Pretrain, finetune ANY AI model of ANY size on multiple GPUs, TPUs with zero code changes.
https://lightning.ai
Apache License 2.0
28.39k stars 3.38k forks source link

Validation is incorrectly run on resume #20277

Open PiotrDabkowski opened 2 months ago

PiotrDabkowski commented 2 months ago

Bug description

When val_check_interval is used, and the model is resumed the validation is run immediately after resume, wasting resources (causing ckpt save, and whole validation run).

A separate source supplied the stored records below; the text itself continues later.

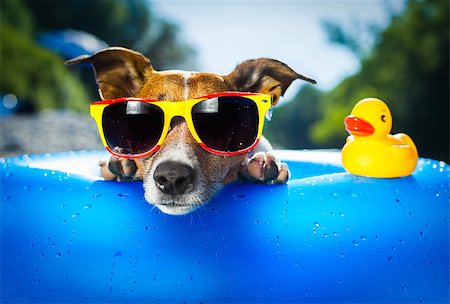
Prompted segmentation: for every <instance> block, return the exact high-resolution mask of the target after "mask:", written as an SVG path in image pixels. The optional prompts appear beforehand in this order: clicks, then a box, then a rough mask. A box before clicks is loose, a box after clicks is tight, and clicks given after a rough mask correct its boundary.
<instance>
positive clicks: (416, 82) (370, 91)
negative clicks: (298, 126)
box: [269, 0, 449, 161]
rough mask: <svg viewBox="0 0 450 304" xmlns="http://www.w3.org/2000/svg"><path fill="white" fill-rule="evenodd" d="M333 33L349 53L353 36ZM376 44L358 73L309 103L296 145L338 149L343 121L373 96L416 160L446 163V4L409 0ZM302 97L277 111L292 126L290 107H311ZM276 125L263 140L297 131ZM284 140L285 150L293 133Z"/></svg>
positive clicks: (368, 52)
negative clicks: (414, 157)
mask: <svg viewBox="0 0 450 304" xmlns="http://www.w3.org/2000/svg"><path fill="white" fill-rule="evenodd" d="M335 32H336V33H338V34H339V35H338V37H334V38H333V37H331V40H332V41H335V42H339V43H341V44H344V45H345V44H346V43H347V42H348V41H350V42H351V43H350V45H349V47H350V49H352V50H354V49H355V45H357V43H355V41H356V40H357V38H356V37H352V38H348V37H345V35H342V31H335ZM330 34H333V33H330ZM344 38H345V39H344ZM376 40H377V41H378V42H377V44H375V46H374V47H373V49H372V50H371V52H368V53H367V55H366V56H363V59H362V62H361V69H360V71H359V72H357V73H356V74H355V75H353V76H351V77H349V78H347V79H345V80H344V81H342V82H341V83H340V84H339V85H338V86H336V87H335V88H334V89H333V90H331V91H329V92H321V93H317V94H316V95H315V96H314V99H312V100H314V102H316V101H317V100H318V102H317V105H315V111H316V112H315V113H316V114H317V115H316V116H314V117H309V119H308V121H312V122H311V124H310V125H309V127H308V126H303V125H302V126H301V128H302V130H303V128H305V129H307V134H308V136H307V139H306V140H305V142H304V144H303V145H302V146H301V147H308V146H309V145H310V144H312V146H314V147H317V148H331V147H335V148H340V147H342V146H343V144H344V142H345V138H346V136H347V133H346V132H345V130H344V125H343V119H344V117H345V116H346V115H348V114H349V113H350V111H351V109H352V108H353V106H354V105H355V104H356V103H357V102H358V101H359V100H361V99H362V98H366V97H377V98H380V99H382V100H384V101H385V102H386V103H387V104H388V105H389V107H390V109H391V111H392V114H393V118H394V121H393V133H396V132H404V133H407V134H409V135H410V136H411V137H412V138H413V140H414V141H415V143H416V145H417V146H418V150H419V154H420V156H422V157H431V158H437V159H442V160H446V161H448V160H449V125H448V122H449V87H448V86H449V2H448V0H424V1H412V0H411V1H409V2H408V3H407V6H406V9H405V11H404V12H403V13H402V14H401V15H399V16H394V17H393V18H392V22H391V24H390V26H388V27H387V28H386V29H385V30H384V31H383V32H382V33H380V34H379V37H378V38H377V39H376ZM305 89H306V87H305V88H304V89H303V90H305ZM317 96H319V97H317ZM300 97H301V98H302V99H301V100H300ZM306 98H311V97H307V96H301V94H299V95H298V97H297V98H296V99H295V100H294V101H293V102H292V103H289V104H287V105H286V106H285V107H283V108H282V109H280V110H283V111H284V112H286V113H287V114H286V115H288V116H289V117H290V119H291V120H290V121H293V122H295V119H293V118H294V117H297V119H299V117H298V111H300V109H299V108H298V107H297V106H296V105H295V104H296V103H299V104H300V103H302V104H304V105H306V104H309V105H311V104H312V103H313V101H312V100H309V101H308V100H305V99H306ZM297 99H298V100H297ZM312 115H314V114H312ZM292 119H293V120H292ZM281 123H283V122H279V121H278V120H277V119H275V120H274V122H273V124H275V125H273V126H271V128H272V130H273V131H274V132H272V133H270V132H269V135H270V136H269V137H272V138H273V139H274V140H275V141H276V138H278V137H280V138H284V137H285V136H288V135H287V134H286V133H283V132H285V130H287V129H296V128H299V127H297V126H299V124H298V122H297V123H296V124H292V125H286V126H285V128H283V127H281V126H277V125H276V124H281ZM283 124H284V123H283ZM275 131H276V132H275ZM288 132H289V131H288ZM302 132H303V131H302ZM288 134H290V132H289V133H288ZM289 136H290V137H289V138H286V139H283V141H282V142H281V141H280V142H279V143H280V144H283V145H286V146H285V147H290V145H289V144H286V143H287V142H292V143H293V142H297V141H298V135H296V134H294V133H292V134H291V135H289ZM299 145H300V143H299Z"/></svg>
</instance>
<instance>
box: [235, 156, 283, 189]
mask: <svg viewBox="0 0 450 304" xmlns="http://www.w3.org/2000/svg"><path fill="white" fill-rule="evenodd" d="M289 176H290V172H289V169H288V166H287V165H286V164H284V163H281V162H280V161H279V160H278V159H277V158H276V157H275V156H274V155H273V154H272V153H270V152H258V153H256V154H255V155H253V157H252V158H248V159H246V160H245V161H244V162H243V163H242V165H241V169H240V171H239V178H240V179H241V180H242V181H249V182H256V183H274V184H284V183H286V182H287V181H288V179H289Z"/></svg>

https://github.com/Lightning-AI/pytorch-lightning/discussions/18110

What version are you seeing the problem on?

v2.4

How to reproduce the bug

No response

Error messages and logs

No response

Environment

No response

More info

No response

PiotrDabkowski commented 2 months ago

This has been reported once and fixed. But the regression has been introduced in 1.6.0 https://github.com/Lightning-AI/pytorch-lightning/issues/11504

ryxli commented 1 month ago

Was fixed previously with (https://github.com/Lightning-AI/pytorch-lightning/pull/11552):

        # while restarting with no fault-tolerant, batch_progress.current.ready is -1
        if batch_idx == -1:
            return False

batch_idx was removed some time back, now should the logic be?

        if self.restarting:
            return False
PiotrDabkowski commented 1 day ago

@lantiga this is a really problematic issue, just a completely bugged experience, would be nice to get it fixed asap.